Hélène Bruntz

[...]

La grossesse se poursuivit. Mais Clémence n’aimait plus son corps déformé, et elle redoutait de plus en plus cet être étranger qu’elle sentait bouger en elle. Désarçonné, Thomas la rassurait tant bien que mal : « Je m’en occuperai, tu verras. »

« Cela m’est égal, je ne veux pas de cet enfant. », disait-elle.

Et Thomas commençait à percevoir l’impossibilité d’une vie à trois, avec l’arrivée d’un être si fragile, qu’il devrait, pour aller travailler, laisser toute la journée aux mains d’une mère instable.

Clémence accoucha de David. L’enfant allait bien, mais la jeune mère refusait de le prendre dans ses bras, et elle détournait la tête pour ne pas le voir. Elle ne voulait pas s’attacher à lui, par crainte de l’étouffer. Elle eut des crises violentes. Et cette fois, elle fut internée pour une durée indéterminée.

Thomas dut apprendre à se pencher avec tendresse sur le nourrisson, à le soigner, à lui donner le biberon, à lui dire doublement : « Mon fils », comme s’il était à la fois son père et sa mère. Il le prenait dans ses grandes mains toutes chaudes, les arrondissant pour le contenir tout entier, lové comme dans  un ventre maternel. Tout à coup, il était comblé par un sentiment de puissance et d’amour.

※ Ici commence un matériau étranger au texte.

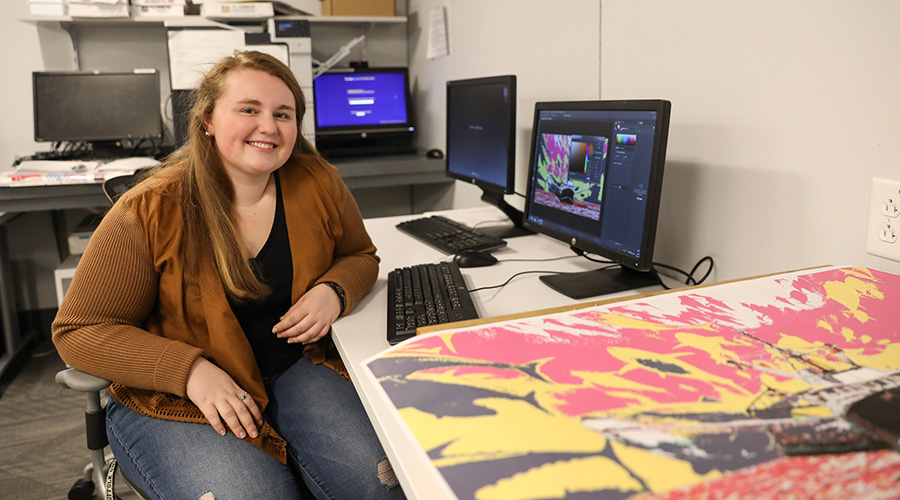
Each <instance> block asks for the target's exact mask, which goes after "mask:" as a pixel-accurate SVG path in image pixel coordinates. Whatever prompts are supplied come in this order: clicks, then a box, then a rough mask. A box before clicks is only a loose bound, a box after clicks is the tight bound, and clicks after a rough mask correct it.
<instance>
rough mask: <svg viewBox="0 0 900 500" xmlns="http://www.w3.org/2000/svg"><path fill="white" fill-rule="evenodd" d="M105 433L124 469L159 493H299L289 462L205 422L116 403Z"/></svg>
mask: <svg viewBox="0 0 900 500" xmlns="http://www.w3.org/2000/svg"><path fill="white" fill-rule="evenodd" d="M107 434H108V435H109V437H110V447H111V448H112V450H113V454H114V455H115V456H116V460H117V461H118V462H119V465H120V468H121V469H122V472H123V473H125V475H126V476H127V477H128V478H129V480H131V481H133V482H135V483H136V484H137V486H138V487H140V488H141V489H143V490H145V491H146V492H147V493H149V494H151V495H153V496H155V497H157V498H166V499H168V498H184V499H191V500H194V499H201V498H202V499H204V500H209V499H215V498H248V499H250V498H285V499H298V498H300V495H299V491H298V488H297V481H296V479H295V478H294V476H293V474H292V473H291V471H290V469H289V468H288V467H287V466H285V465H283V464H281V463H280V462H278V461H277V460H276V459H275V458H273V457H271V456H269V455H267V454H266V453H265V452H263V451H262V450H260V449H258V448H256V447H255V446H253V445H251V444H249V443H247V442H244V441H242V440H240V439H238V438H237V437H235V436H234V435H233V434H228V435H226V436H220V435H219V434H218V433H217V432H215V430H214V429H213V428H212V427H210V426H208V425H205V424H191V423H184V422H171V421H165V420H160V419H155V418H150V417H144V416H141V415H138V414H136V413H134V412H132V411H131V410H129V409H128V408H125V407H124V406H122V405H120V404H113V405H111V408H110V409H109V411H108V412H107Z"/></svg>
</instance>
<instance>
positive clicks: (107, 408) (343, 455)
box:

Clémence, à cette époque, était dure et hostile. Elle repoussait Thomas quand il venait la voir à l’hôpital. Les médecins lui disaient de patienter, que le traitement ferait bientôt de l’effet. Il en faisait tellement qu’elle n’ouvrait les yeux qu’à moitié, la pupille à demi révulsée.

Thomas se consacrait à cet être dont la vie dépendait entièrement de lui. Envahi par cette tendresse que l’enfant absorbait comme un aliment nécessaire, il se détacha peu à peu de Clémence. L’amour qu’il avait ressenti pour elle l’avait conduit à cet enfant. Et il le lui offrait sans partage.

C’est à peu près à cette époque que, devenu père, il devint aussi romancier. Il écrivit l’histoire de cette femme qu’il avait aimée, ou cru aimer, mais dont la maladie le détournait.

Et là, il exagéra, il inventa… C’était, cette fois, pire que la réalité.